Better support for string formatting (#7418)
Fixes https://github.com/python/mypy/issues/1444
Fixes https://github.com/python/mypy/issues/2639
Fixes https://github.com/python/mypy/issues/7114
This PR does three related things:
* Fixes some corner cases in `%` formatting
* Tightens `bytes` vs `str` interactions (including those that are technically not errors)
* Adds type checking for `str.format()` calls
This also fixes few issues discovered by this PR during testing (notably a bug in f-string transformation), and adds/extends a bunch of docstring and comments to existing code.

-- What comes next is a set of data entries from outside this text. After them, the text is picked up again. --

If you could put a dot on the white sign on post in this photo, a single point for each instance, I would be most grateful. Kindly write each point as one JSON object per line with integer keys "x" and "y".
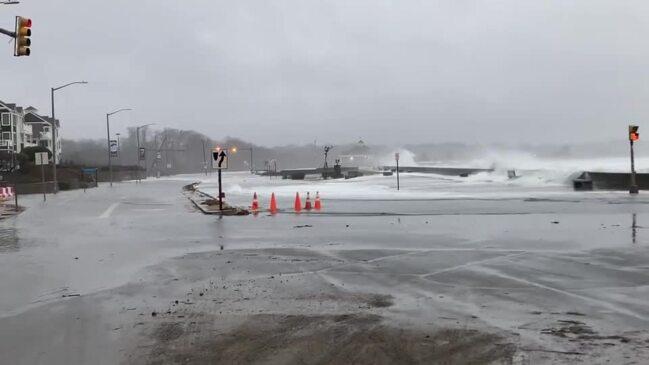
{"x": 219, "y": 160}
{"x": 40, "y": 158}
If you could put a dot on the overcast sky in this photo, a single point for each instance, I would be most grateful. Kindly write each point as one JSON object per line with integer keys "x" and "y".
{"x": 278, "y": 72}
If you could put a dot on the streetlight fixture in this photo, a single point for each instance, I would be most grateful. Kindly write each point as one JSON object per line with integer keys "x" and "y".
{"x": 110, "y": 163}
{"x": 137, "y": 136}
{"x": 54, "y": 144}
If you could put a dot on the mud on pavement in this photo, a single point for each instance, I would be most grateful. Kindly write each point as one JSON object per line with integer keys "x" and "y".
{"x": 273, "y": 307}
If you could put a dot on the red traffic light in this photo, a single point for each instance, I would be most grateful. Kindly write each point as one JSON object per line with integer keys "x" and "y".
{"x": 25, "y": 22}
{"x": 23, "y": 32}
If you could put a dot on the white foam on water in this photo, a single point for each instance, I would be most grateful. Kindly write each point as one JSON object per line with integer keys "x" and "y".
{"x": 536, "y": 177}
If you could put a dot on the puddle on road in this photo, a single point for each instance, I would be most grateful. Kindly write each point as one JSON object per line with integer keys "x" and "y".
{"x": 8, "y": 240}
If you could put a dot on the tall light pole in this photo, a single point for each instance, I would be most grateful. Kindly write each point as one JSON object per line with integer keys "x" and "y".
{"x": 110, "y": 162}
{"x": 137, "y": 136}
{"x": 54, "y": 146}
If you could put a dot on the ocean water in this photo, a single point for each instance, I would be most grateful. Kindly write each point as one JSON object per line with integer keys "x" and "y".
{"x": 536, "y": 179}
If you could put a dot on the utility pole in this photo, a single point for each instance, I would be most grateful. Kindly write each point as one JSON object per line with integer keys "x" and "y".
{"x": 327, "y": 148}
{"x": 396, "y": 157}
{"x": 633, "y": 136}
{"x": 110, "y": 162}
{"x": 54, "y": 144}
{"x": 204, "y": 159}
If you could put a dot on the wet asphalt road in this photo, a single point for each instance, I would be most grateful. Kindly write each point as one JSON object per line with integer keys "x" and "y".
{"x": 72, "y": 268}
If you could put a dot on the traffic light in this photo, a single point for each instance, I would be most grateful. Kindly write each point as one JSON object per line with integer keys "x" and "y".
{"x": 633, "y": 133}
{"x": 23, "y": 34}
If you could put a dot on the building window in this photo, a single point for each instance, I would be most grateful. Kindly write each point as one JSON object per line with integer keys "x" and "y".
{"x": 6, "y": 119}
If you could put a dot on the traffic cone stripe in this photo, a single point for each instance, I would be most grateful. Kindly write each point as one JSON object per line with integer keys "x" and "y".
{"x": 318, "y": 204}
{"x": 307, "y": 204}
{"x": 298, "y": 203}
{"x": 273, "y": 204}
{"x": 255, "y": 203}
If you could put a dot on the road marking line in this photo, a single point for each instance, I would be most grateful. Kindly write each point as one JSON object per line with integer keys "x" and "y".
{"x": 109, "y": 211}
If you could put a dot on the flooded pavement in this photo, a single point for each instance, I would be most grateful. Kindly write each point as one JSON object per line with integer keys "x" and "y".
{"x": 134, "y": 274}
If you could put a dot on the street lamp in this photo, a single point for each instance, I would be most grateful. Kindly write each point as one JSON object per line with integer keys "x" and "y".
{"x": 137, "y": 136}
{"x": 54, "y": 144}
{"x": 110, "y": 163}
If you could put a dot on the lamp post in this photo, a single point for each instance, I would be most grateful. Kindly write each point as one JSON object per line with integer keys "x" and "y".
{"x": 54, "y": 144}
{"x": 137, "y": 136}
{"x": 110, "y": 162}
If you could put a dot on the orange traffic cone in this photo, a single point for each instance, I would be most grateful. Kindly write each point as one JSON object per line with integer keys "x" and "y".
{"x": 298, "y": 203}
{"x": 255, "y": 203}
{"x": 273, "y": 204}
{"x": 318, "y": 205}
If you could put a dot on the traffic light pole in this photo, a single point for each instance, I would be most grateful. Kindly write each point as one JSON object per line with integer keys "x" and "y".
{"x": 8, "y": 33}
{"x": 56, "y": 184}
{"x": 633, "y": 189}
{"x": 110, "y": 162}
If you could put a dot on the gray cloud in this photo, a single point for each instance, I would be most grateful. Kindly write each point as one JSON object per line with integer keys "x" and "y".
{"x": 280, "y": 72}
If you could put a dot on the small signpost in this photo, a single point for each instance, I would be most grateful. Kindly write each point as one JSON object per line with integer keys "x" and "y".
{"x": 396, "y": 158}
{"x": 41, "y": 158}
{"x": 633, "y": 136}
{"x": 114, "y": 148}
{"x": 220, "y": 162}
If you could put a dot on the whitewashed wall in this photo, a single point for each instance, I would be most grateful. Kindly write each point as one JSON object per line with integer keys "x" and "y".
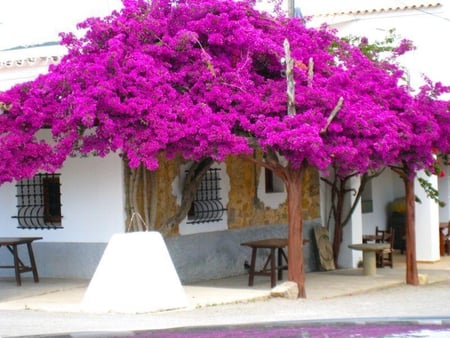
{"x": 92, "y": 202}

The implementation is mostly straightforward, there are few hacky things, but IMO nothing unreasonable.
Here are few comments:
* It was hard to keep the approach to `str.format()` calls purely regexp-based (as for `%` formatting), mostly because the former can be both nested and repeated (And we must support nested formatting because this is how we support f-strings). CPython itself uses a custom parser but it is huge, so I decided to have a mixed approach. This way we can keep code simple while still maintaining practically one-to-one compatibility with runtime behavior (the error messages are sometimes different however).
* This causes few hundreds of errors internally, I am not sure what to do with these. Most popular ones are:
- Unicode upcast (`'%s' % u'...'` results in `unicode`, not `str`, on Python 2)
- Using `'%s' % some_bytes` and/or `'{:s}'.format(some_bytes)` on Python 3
- Unused arguments in `str.format()` call (probably because at runtime they are silently ignored)
* I added new error code for string interpolation/formatting and used it everywhere in old and new code. Potentially we might split out the `str` vs `bytes` errors into a separate error code, because technically they are not type errors, just suspicious/dangerous code.